Many applications have caught on to the dangers of RCE and employ either input validation or a firewall to stop potentially malicious requests. Programming languages are flexible enough that an attacker can often work within the input-validation rules and still land the command.

For Unix system commands, quotes and double quotes can be inserted without changing the command’s behaviour. Wildcards substitute for arbitrary characters where the system filters certain strings, and empty command-substitution results slip into the string without altering it. For example, these all print the contents of /etc/shadow:

cat /etc/shadow
cat "/e"tc'/shadow'
cat /etc/sh*dow
cat /etc/sha``dow
cat /etc/sha$()dow
cat /etc/sha${}dow

Payloads can be hex-encoded, URL-encoded, double-URL-encoded, and varied in case. Special characters, null bytes, newlines, escape characters (\), and other non-ASCII characters all go in as probes. Observing which are blocked and which succeed shows where an exploit can be crafted to bypass the filter.

Escalation¶

Escalating an RCE calls for caution. Most organisations would rather it were not escalated at all, since that means someone poking around systems that hold confidential data.

During a penetration test, the usual move after gaining RCE is to enumerate the current user’s privileges and attempt privilege escalation. In a bug bounty context that is rarely appropriate: a stray command can read customer data or damage the system by altering a critical file, so the program rules are worth reading closely before going further.
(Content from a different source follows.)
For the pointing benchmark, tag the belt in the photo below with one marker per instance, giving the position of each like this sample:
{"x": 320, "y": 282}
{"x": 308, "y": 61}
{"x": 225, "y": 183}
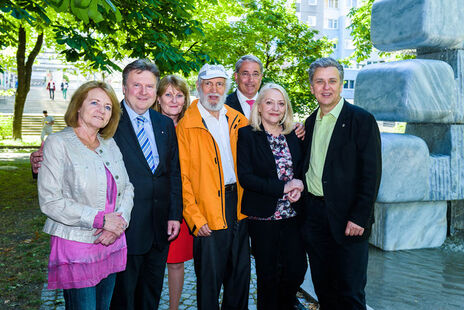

For a classic RCE, a proof of concept that runs a harmless command like whoami or ls, or reads a common system file such as /etc/passwd, is enough to demonstrate the finding.

Variants¶

OS command injection runs from the simple case, where output comes straight back, to the blind cases that carry no visible response: detection through time delays, output redirected to a readable file, and out-of-band interaction or data exfiltration to a Collaborator payload. The server-side injection runbook covers command injection alongside the other server-side classes that reach code execution.

Resources¶

• Portswigger Lab: Remote code execution via web shell upload

• OWASP Command Injection

Counter moves¶

Remote code execution (RCE) is the case here. These come back to the same answers: validated input, encoded output, server-side authorisation, and patched dependencies. The defensive counterpart is in the blue notes on the application layer as a target.